Those of you who know a little about garment construction will know that a pattern can be a very tricky thing to navigate and figure out. You can’t expect a size 10 dress if you cut on the size 8 lines! (You should of course, have listened to those in the know who said, trace your size, don’t cut it because you might want to use a different size later…) And there are many, many lines and dots and darts and instructions written sideways!

Of course there is the fabric. You can’t take chiffon and make a tailored suit! Doesn’t hang well. Same goes for a tweed bikini. You are welcome to picture this...

Preparing and conducting a conflict transformation session or mediation is similar.

Actually, much more difficult because you can’t choose your raw material. You cant put it down when you get tired or frustrated and you can't throw it in the bin if it doesn't fit!

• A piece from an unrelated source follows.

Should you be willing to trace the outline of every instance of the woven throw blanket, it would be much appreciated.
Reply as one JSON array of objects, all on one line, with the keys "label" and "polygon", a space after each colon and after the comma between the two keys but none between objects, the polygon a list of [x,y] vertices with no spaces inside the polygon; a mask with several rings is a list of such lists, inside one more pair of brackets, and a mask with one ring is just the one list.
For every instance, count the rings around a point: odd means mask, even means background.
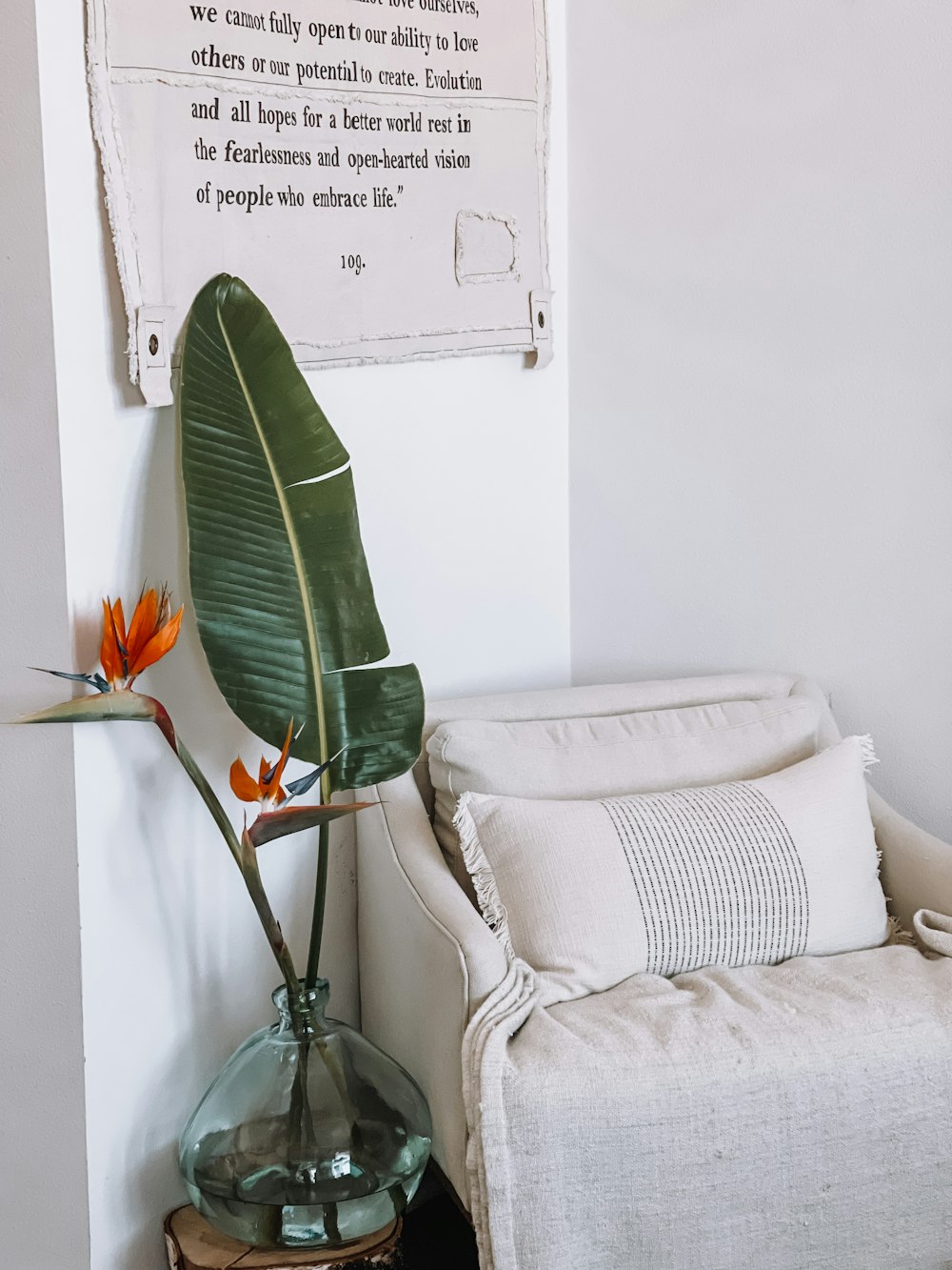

You can't choose the nature of the conflict that comes to you, or the history of the people involved or the granularity and complexity of their emotional buttons and expectations, nor the strings of influence and impact of seemingly tangential matters.

However, you can choose the best pattern, process and intended outcome for the raw materials you are handed. You are always in charge of the enthusiasm with which you approach the task at hand and bring yourself to the room. You hold the space. You guide the flow, the genuine care for the parties and responsibility to help them construct a new possibility of being.

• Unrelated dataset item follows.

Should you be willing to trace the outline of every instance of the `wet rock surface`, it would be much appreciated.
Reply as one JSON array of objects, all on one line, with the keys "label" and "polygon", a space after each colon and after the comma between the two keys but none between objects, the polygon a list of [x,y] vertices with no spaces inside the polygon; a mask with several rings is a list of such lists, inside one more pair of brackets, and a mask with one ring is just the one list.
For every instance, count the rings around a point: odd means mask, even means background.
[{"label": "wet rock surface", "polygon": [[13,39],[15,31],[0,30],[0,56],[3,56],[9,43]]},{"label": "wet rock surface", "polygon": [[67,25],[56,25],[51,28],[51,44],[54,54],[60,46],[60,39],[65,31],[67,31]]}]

Next time you have to reconstruct some conflict think about:

  1. What is the outcome that you really want to achieve?

  2. What is the true size of the conflict?

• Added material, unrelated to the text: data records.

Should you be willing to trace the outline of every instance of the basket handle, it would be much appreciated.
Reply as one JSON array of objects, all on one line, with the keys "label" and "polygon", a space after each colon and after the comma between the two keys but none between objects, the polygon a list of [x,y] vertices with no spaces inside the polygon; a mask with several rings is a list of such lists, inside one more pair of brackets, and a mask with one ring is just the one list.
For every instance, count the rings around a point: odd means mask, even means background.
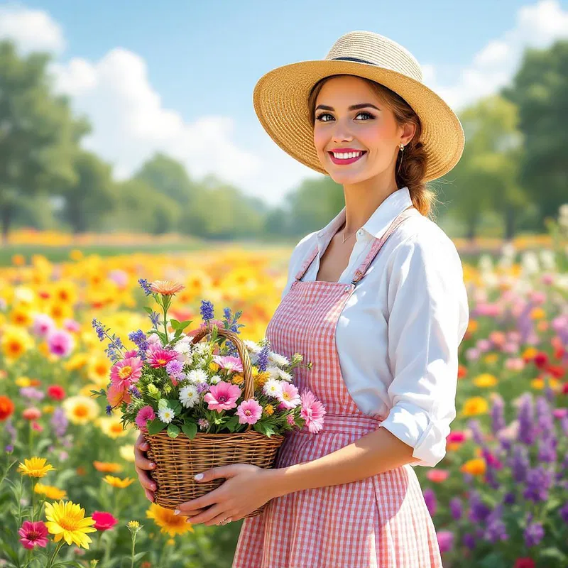
[{"label": "basket handle", "polygon": [[[248,351],[246,346],[243,343],[242,339],[239,337],[239,334],[230,329],[225,329],[224,328],[219,327],[215,324],[211,324],[207,321],[207,327],[198,331],[195,335],[193,336],[192,340],[192,344],[196,344],[200,342],[206,335],[210,334],[212,331],[212,327],[217,328],[217,334],[222,337],[225,337],[230,339],[239,353],[239,357],[243,364],[243,375],[244,376],[244,398],[247,400],[252,398],[254,396],[254,381],[253,379],[253,366],[251,363],[251,357],[248,355]],[[249,424],[247,426],[245,432],[248,432],[252,427],[252,425]]]}]

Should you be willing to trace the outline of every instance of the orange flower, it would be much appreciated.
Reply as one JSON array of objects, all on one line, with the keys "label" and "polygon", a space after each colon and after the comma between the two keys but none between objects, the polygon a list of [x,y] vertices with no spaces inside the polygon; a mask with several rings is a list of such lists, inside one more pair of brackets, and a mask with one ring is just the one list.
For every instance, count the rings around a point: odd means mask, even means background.
[{"label": "orange flower", "polygon": [[164,296],[171,296],[185,288],[185,286],[183,284],[179,284],[171,280],[157,280],[150,285],[150,289],[152,292],[162,294]]}]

a. Are you making it bigger than what it needs to be?

b. Are you minimizing issues that are actually important to you, simply to keep the peace?

  1. Are you trying to force a fit or are you open to alternatives?

  2. How close or far apart are you and the other party’s final product? (No use if one of you is making a suit and the other a frilly skirt.)

  3. Are you treating the other party with respect, even though you feel frustrated, tired and irritated?

  4. Do you want a quick fix (t-shirt) or are you creating a process, an outcome and mutual respect that will stand the test of time (designer gown)?